Un omaggio al nonno del regista, ma anche una ricerca che va oltre nel mediometraggio In search of Averroes in concorso al Festival dei popoli 2022.
Un vero e proprio viaggio è quello che, attraverso elementi tipici del documentario riesce a fare João Cristóvão Leitão.
La sinossi di In search of Averroes
Il film si apre su una casa che, a partire da alcune foto in bianco e nero, si materializza in uno spazio presente e insieme ancorato a un’altra epoca, quella del nonno Aníbal, di cui l’autore non ha quasi ricordi. Qui inizia la ricerca del film, intento a ricostruire una figura sfuggente del passato attraverso l’accumulazione delle immagini familiari. In questo processo emerge per associazioni mentali un racconto di Jorge Luis Borges (In cerca di Averroé): un testo che si fa riflesso della ricerca dell’autore, declinata attraverso il visuale piuttosto che attraverso le parole della traduzione. (Fonte: Festival dei popoli)
La recensione di In search of Averroes
Un’intima condivisione quella che João Cristóvão Leitão ha realizzato con il suo In search of Averroes. E soprattutto un prodotto inevitabilmente soggettivo. Raccogliendo determinate informazioni, il regista non solo racconta il nonno, ma racconta anche Borges, la sua opera e qualcosa di universale.

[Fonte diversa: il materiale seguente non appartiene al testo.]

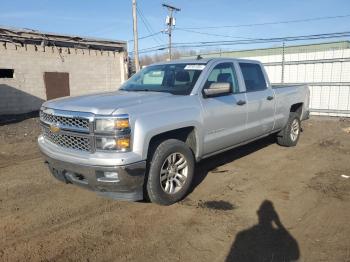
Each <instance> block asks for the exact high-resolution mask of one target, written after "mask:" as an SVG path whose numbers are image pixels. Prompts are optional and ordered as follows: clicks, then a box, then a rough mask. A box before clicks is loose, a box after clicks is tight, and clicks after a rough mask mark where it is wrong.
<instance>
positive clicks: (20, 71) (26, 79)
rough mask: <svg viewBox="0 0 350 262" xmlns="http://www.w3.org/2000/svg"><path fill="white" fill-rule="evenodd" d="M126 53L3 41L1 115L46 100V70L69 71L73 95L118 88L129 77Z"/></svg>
mask: <svg viewBox="0 0 350 262" xmlns="http://www.w3.org/2000/svg"><path fill="white" fill-rule="evenodd" d="M124 55H125V54H124V53H123V52H122V53H118V52H111V51H96V50H86V49H72V48H69V49H68V48H56V47H42V46H37V47H35V46H33V45H26V46H23V47H22V46H20V45H15V44H12V43H6V44H5V43H2V42H0V69H1V68H6V69H14V78H0V115H3V114H20V113H26V112H30V111H35V110H38V109H39V108H40V106H41V104H42V103H43V102H44V101H45V100H46V89H45V85H44V72H68V73H69V85H70V94H71V95H72V96H75V95H81V94H87V93H94V92H102V91H110V90H116V89H117V88H118V87H119V86H120V84H121V83H122V82H124V80H125V79H126V75H127V72H126V65H125V63H124Z"/></svg>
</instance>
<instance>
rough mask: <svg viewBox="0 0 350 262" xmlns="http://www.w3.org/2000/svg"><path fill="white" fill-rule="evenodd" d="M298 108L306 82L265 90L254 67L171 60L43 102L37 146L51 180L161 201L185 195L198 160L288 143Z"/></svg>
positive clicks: (308, 113)
mask: <svg viewBox="0 0 350 262" xmlns="http://www.w3.org/2000/svg"><path fill="white" fill-rule="evenodd" d="M308 108H309V89H308V87H307V86H305V85H298V86H279V87H272V86H271V84H270V82H269V80H268V77H267V74H266V72H265V70H264V68H263V66H262V64H261V63H260V62H257V61H251V60H241V59H224V58H217V59H197V60H196V59H194V60H179V61H171V62H166V63H160V64H154V65H150V66H148V67H146V68H144V69H143V70H141V71H140V72H138V73H137V74H135V75H134V76H133V77H131V78H130V79H129V80H128V81H126V82H125V83H124V84H123V85H122V86H121V87H120V89H119V90H117V91H114V92H109V93H101V94H92V95H85V96H77V97H67V98H60V99H56V100H51V101H47V102H45V103H44V104H43V106H42V108H41V111H40V123H41V127H42V134H41V135H40V136H39V138H38V144H39V147H40V149H41V151H42V153H43V155H44V157H45V162H46V163H47V164H48V166H49V169H50V170H51V173H52V174H53V176H55V177H56V178H57V179H59V180H61V181H64V182H66V183H73V184H76V185H80V186H83V187H86V188H87V189H90V190H93V191H96V192H98V194H101V195H104V196H108V197H112V198H114V199H125V200H133V201H136V200H142V199H144V198H147V199H149V200H150V201H152V202H155V203H158V204H162V205H170V204H172V203H175V202H176V201H179V200H180V199H182V198H183V197H185V195H186V193H188V191H189V189H190V186H191V182H192V180H193V177H194V175H195V174H194V168H195V163H196V162H198V161H200V160H202V159H205V158H208V157H210V156H212V155H215V154H218V153H220V152H224V151H226V150H229V149H231V148H234V147H237V146H240V145H243V144H247V143H249V142H252V141H254V140H257V139H259V138H262V137H265V136H268V135H270V134H275V135H276V140H277V143H278V144H280V145H282V146H295V145H296V144H297V142H298V139H299V136H300V132H301V125H300V123H301V121H302V120H304V119H307V118H308V116H309V109H308Z"/></svg>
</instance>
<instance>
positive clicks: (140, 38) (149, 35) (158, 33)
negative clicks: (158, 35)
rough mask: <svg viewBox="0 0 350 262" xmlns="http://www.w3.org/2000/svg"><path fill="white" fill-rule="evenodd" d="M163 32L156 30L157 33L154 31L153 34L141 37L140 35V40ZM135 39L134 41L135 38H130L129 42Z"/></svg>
mask: <svg viewBox="0 0 350 262" xmlns="http://www.w3.org/2000/svg"><path fill="white" fill-rule="evenodd" d="M162 33H163V31H159V32H156V33H153V34H150V35H145V36H141V37H139V40H142V39H146V38H149V37H153V36H155V35H159V34H162ZM133 41H134V39H130V40H128V42H133Z"/></svg>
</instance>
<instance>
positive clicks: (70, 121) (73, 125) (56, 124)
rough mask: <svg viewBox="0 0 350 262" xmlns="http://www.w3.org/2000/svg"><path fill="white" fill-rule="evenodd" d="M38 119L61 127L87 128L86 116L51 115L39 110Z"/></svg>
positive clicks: (86, 119)
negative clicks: (39, 118) (79, 117)
mask: <svg viewBox="0 0 350 262" xmlns="http://www.w3.org/2000/svg"><path fill="white" fill-rule="evenodd" d="M40 119H41V121H43V122H45V123H47V124H56V125H59V126H61V127H63V128H72V129H80V130H86V131H88V130H89V119H86V118H79V117H66V116H59V115H51V114H46V113H45V112H42V111H41V112H40Z"/></svg>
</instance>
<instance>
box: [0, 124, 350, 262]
mask: <svg viewBox="0 0 350 262" xmlns="http://www.w3.org/2000/svg"><path fill="white" fill-rule="evenodd" d="M303 127H304V132H303V133H302V136H301V139H300V141H299V144H298V145H297V146H296V147H294V148H283V147H280V146H278V145H276V144H275V143H274V139H273V138H271V137H268V138H266V139H263V140H261V141H259V142H255V143H252V144H250V145H247V146H244V147H241V148H238V149H235V150H231V151H229V152H226V153H223V154H220V155H218V156H215V157H212V158H209V159H207V160H205V161H203V162H202V163H200V164H199V165H198V167H197V170H196V181H195V183H194V186H193V191H192V192H191V193H190V194H189V195H188V197H187V198H186V199H184V200H183V201H182V202H180V203H177V204H175V205H172V206H169V207H163V206H157V205H154V204H151V203H142V202H138V203H131V202H119V201H114V200H109V199H105V198H102V197H98V196H96V195H95V194H94V193H93V192H89V191H86V190H84V189H81V188H78V187H75V186H72V185H65V184H63V183H61V182H58V181H56V180H55V179H54V178H53V177H51V176H50V174H49V171H48V169H47V168H46V166H45V165H44V164H43V161H42V159H41V156H40V153H39V151H38V148H37V146H36V137H37V135H38V133H39V128H38V119H37V118H30V119H27V120H23V121H20V122H18V123H12V124H3V125H2V126H0V261H254V260H256V261H292V260H296V261H298V260H299V261H350V224H349V222H350V178H347V176H350V133H347V132H346V131H347V129H346V128H348V127H350V121H349V120H342V119H338V118H312V119H311V120H308V121H306V122H305V123H304V124H303Z"/></svg>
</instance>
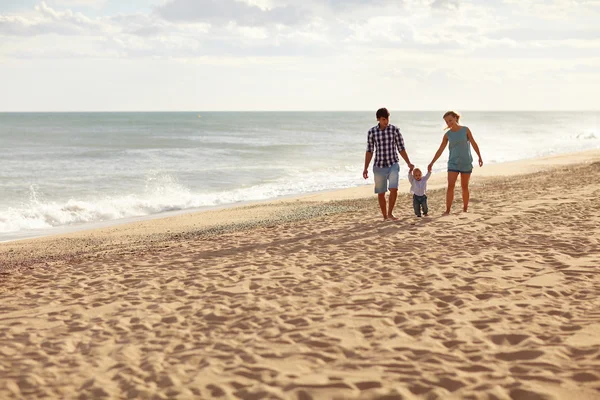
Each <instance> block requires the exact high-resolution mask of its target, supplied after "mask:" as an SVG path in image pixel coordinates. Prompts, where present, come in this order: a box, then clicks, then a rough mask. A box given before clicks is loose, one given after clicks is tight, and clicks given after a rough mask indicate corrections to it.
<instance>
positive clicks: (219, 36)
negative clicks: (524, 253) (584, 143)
mask: <svg viewBox="0 0 600 400" xmlns="http://www.w3.org/2000/svg"><path fill="white" fill-rule="evenodd" d="M598 21H600V0H480V1H476V0H400V1H391V0H166V1H165V0H127V1H123V0H46V1H35V0H0V111H85V110H96V111H110V110H115V111H129V110H134V111H136V110H148V111H155V110H166V111H170V110H191V111H202V110H369V111H371V110H374V109H377V108H378V107H381V106H387V107H388V108H390V109H393V110H446V109H459V110H577V109H586V110H590V109H593V110H598V109H600V100H599V99H600V97H599V93H600V23H598Z"/></svg>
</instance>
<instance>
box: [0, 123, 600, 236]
mask: <svg viewBox="0 0 600 400" xmlns="http://www.w3.org/2000/svg"><path fill="white" fill-rule="evenodd" d="M442 115H443V111H440V112H394V111H392V115H391V117H390V123H392V124H395V125H396V126H398V127H399V128H400V130H401V132H402V134H403V137H404V140H405V144H406V147H407V151H408V154H409V156H410V158H411V161H412V162H413V163H414V164H415V165H416V166H418V167H421V168H426V167H427V164H428V163H429V162H430V160H431V158H432V157H433V155H434V153H435V151H436V150H437V148H438V146H439V144H440V142H441V139H442V136H443V133H444V130H443V128H444V123H443V120H442ZM599 123H600V112H465V113H463V117H462V119H461V124H463V125H467V126H469V128H470V129H471V131H472V132H473V136H474V138H475V140H477V142H478V144H479V146H480V149H481V152H482V155H483V159H484V162H485V163H486V164H490V163H502V162H507V161H514V160H521V159H528V158H534V157H539V156H546V155H551V154H558V153H565V152H572V151H579V150H587V149H592V148H600V131H599ZM375 124H376V121H375V112H374V111H372V112H164V113H143V112H136V113H0V144H1V146H2V147H1V152H0V165H1V166H2V167H1V168H0V241H3V240H10V239H15V238H23V237H33V236H39V235H47V234H52V233H57V232H60V231H61V229H64V228H65V227H84V228H85V227H86V226H92V225H94V224H98V223H105V222H109V221H118V220H122V219H127V218H133V217H149V216H156V215H161V214H164V213H167V212H171V211H182V210H196V209H202V208H205V207H214V206H224V205H232V204H236V203H240V202H248V201H257V200H266V199H274V198H277V197H281V196H289V195H298V194H304V193H310V192H318V191H323V190H332V189H343V188H349V187H356V186H360V185H365V184H372V183H373V182H372V174H370V175H371V176H370V178H369V180H367V181H365V180H364V179H363V178H362V169H363V163H364V154H365V148H366V137H367V131H368V129H369V128H370V127H372V126H374V125H375ZM474 158H475V160H476V156H475V154H474ZM446 160H447V150H446V152H445V153H444V155H443V156H442V157H441V158H440V160H439V161H438V162H437V163H436V165H435V169H434V173H435V172H440V173H443V172H444V171H445V161H446ZM402 171H403V172H402ZM405 172H406V167H405V166H404V164H403V163H402V164H401V176H403V177H405Z"/></svg>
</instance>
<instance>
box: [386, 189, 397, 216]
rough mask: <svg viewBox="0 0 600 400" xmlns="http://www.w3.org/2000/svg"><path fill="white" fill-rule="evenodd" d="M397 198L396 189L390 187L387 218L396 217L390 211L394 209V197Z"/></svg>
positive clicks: (395, 201) (392, 210)
mask: <svg viewBox="0 0 600 400" xmlns="http://www.w3.org/2000/svg"><path fill="white" fill-rule="evenodd" d="M397 198H398V189H390V199H389V202H390V203H389V208H388V218H389V219H392V220H394V221H396V220H397V219H398V218H396V217H394V214H393V213H392V211H394V206H395V205H396V199H397Z"/></svg>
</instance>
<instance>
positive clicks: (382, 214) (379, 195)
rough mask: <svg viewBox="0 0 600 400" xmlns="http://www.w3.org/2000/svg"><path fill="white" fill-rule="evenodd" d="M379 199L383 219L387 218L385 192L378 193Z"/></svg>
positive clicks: (385, 218)
mask: <svg viewBox="0 0 600 400" xmlns="http://www.w3.org/2000/svg"><path fill="white" fill-rule="evenodd" d="M377 200H378V201H379V208H381V214H382V215H383V219H384V220H385V219H387V206H386V204H385V193H378V194H377Z"/></svg>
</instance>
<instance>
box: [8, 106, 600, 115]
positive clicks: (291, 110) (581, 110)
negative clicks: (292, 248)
mask: <svg viewBox="0 0 600 400" xmlns="http://www.w3.org/2000/svg"><path fill="white" fill-rule="evenodd" d="M387 108H388V110H390V111H396V112H444V110H445V109H435V110H434V109H429V110H410V109H405V110H394V109H391V108H389V107H387ZM374 110H376V109H374ZM374 110H60V111H59V110H27V111H23V110H18V111H2V110H0V114H34V113H45V114H53V113H55V114H61V113H62V114H67V113H98V114H100V113H202V112H206V113H217V112H221V113H227V112H248V113H251V112H257V113H258V112H273V113H275V112H281V113H284V112H314V113H317V112H318V113H326V112H374ZM446 111H447V110H446ZM457 112H600V109H597V110H594V109H564V108H563V109H521V110H515V109H486V110H484V109H473V110H469V109H464V110H458V111H457Z"/></svg>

Al centro c’è anche l’elemento dello specchio, importante perché alla fine il regista parla più di sé stesso che di suo nonno.
Un doppio binario
A colpire profondamente nel mediometraggio In search of Borges c’è anche il discorso della memoria. Una memoria che va a intersecarsi perfettamente con tutto ciò che il regista ha raccolto. Immagini e testo vanno di pari passo in quest’opera. Le immagini (cinematografiche e fotografiche) e il testo (scritto e parlato) sono la vera chiave di lettura del film.
Nel momento in cui smetto di credere in loro Averroè, Borges e Anìbal scompaiono.
Il lavoro su Borges
In search of Averroes è, come detto, anche un lavoro di ricerca e di studio su un autore. Un autore con il quale il regista era già entrato in contatto e con il quale ha lavorato partendo prima dalle immagini e poi dal testo, rendendosi conto che la spiegazione delle immagini sullo schermo era già presente. Pur comprendendo l’impossibilità di realizzare un ritratto del tutto oggettivo, João Cristóvão Leitão capisce che la descrizione migliore di ciò che ha realizzato sono le pagine di Borges.
La tecnica
João Cristóvão Leitão fa suoi due elementi del documentario rendendoli quasi elementi di finzione, oltre che narrativi. E lo fa con estrema attenzione e cura nei dettagli. Le foto sovrapposte l’una sull’altra con una ripresa ferma, immobile, statica e la voce narrante che racconta e spiega quello che stiamo vedendo è il punto di forza di un’opera solo in apparenza personale, ma che in realtà è indirizzata a chiunque.